Is OCaml an especially comfortable environment to work in?

One of my favorite programs, an ncurses-based RPN calculator called Orpie, is written in OCaml, but I've never messed around with it.

poulpy123 3 hours ago | parent | next [-]

> Is OCaml an especially comfortable environment to work in?

It is one of these small languages that are not completely niche: it is taught and used, you'll be able to do plenty of things, but there is not the community and resources you find in the big ones or even the mid-sized ones

Yoric 14 hours ago | parent | prev | next [-]

Well, many of the benefits of Rust, but in a simpler and garbage-collected language. Possibly the best language (alongside Haskell) if you need pattern-matching. Not quite as good if you need lots of libraries or interaction with other languages.

nextos 13 hours ago | parent | next [-]

It does have a lively ecosystem in some niches. Formal verification is one of them.

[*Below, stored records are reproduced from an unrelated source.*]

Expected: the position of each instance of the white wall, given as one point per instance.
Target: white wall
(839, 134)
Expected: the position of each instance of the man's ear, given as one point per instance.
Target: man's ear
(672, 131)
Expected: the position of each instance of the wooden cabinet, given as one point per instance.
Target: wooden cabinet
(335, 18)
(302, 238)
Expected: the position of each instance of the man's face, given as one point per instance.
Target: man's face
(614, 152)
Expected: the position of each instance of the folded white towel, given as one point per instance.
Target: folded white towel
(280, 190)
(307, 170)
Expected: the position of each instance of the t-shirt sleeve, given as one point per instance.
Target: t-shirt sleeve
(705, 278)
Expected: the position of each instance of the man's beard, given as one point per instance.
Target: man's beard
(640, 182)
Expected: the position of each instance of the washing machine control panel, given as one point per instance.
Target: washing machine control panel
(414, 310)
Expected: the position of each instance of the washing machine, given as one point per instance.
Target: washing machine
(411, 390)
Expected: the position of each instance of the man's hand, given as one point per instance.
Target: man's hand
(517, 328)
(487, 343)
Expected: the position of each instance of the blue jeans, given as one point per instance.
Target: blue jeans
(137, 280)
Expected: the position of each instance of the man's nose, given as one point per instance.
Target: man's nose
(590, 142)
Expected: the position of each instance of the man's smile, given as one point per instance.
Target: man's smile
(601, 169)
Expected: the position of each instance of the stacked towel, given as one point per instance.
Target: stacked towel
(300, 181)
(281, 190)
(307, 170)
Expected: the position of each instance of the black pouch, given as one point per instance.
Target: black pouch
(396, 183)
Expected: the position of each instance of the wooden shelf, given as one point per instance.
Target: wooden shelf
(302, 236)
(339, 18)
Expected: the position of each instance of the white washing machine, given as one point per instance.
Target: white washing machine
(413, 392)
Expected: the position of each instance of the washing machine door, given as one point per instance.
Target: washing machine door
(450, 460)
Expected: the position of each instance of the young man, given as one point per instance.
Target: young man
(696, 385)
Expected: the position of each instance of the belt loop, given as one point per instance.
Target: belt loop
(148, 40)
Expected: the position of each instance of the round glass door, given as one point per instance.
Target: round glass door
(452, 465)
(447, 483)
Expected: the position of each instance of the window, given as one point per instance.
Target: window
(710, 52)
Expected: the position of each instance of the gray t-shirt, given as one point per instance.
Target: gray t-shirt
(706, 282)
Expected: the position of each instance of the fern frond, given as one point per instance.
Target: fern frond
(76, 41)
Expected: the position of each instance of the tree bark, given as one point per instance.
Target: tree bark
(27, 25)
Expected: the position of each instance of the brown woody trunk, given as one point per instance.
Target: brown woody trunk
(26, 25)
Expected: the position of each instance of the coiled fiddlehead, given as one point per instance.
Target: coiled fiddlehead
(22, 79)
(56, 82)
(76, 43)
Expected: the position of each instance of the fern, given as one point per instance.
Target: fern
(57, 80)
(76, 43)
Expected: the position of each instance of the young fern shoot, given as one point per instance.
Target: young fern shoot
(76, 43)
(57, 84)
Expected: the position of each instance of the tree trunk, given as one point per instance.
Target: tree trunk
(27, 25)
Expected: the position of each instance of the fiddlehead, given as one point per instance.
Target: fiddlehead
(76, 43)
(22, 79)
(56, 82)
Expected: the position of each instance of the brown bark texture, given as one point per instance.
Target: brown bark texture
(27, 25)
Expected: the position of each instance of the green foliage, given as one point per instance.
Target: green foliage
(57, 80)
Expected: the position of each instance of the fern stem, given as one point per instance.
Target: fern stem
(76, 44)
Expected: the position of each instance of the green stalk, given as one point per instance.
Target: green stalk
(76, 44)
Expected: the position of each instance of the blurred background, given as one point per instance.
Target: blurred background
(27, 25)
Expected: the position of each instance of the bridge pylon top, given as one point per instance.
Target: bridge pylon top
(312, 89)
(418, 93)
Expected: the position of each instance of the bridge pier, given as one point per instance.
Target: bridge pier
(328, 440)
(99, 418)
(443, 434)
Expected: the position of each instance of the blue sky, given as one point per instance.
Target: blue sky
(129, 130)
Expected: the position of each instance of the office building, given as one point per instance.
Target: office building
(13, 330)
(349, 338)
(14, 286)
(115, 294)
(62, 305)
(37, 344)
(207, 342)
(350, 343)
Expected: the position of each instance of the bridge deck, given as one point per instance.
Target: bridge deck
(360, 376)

For example, https://opam.ocaml.org/packages/why3 is a little marvel of engineering.

yawaramin 6 hours ago | parent | prev [-]

Does Haskell have or-patterns yet? Last I checked OCaml still has the lead in pattern matching power :-)

antonvs 5 hours ago | parent [-]

https://ghc.gitlab.haskell.org/ghc/doc/users_guide/exts/or_p...

Crespyl 14 hours ago | parent | prev [-]

Hey, I've also used and loved Orpie!

I'm not extremely familiar with any of the ML family, but Eric Lippert had a blog series I followed for a while in which he was writing a Z-Machine in OCaml: https://ericlippert.com/2016/02/01/west-of-house/ I followed along but in Rust for a while, though I think he paused the project at some point and I lost steam.

I learned more about Rust (which, IIRC was first implemented in OCaml) than I did about OCaml, but it's always seemed like a nice language.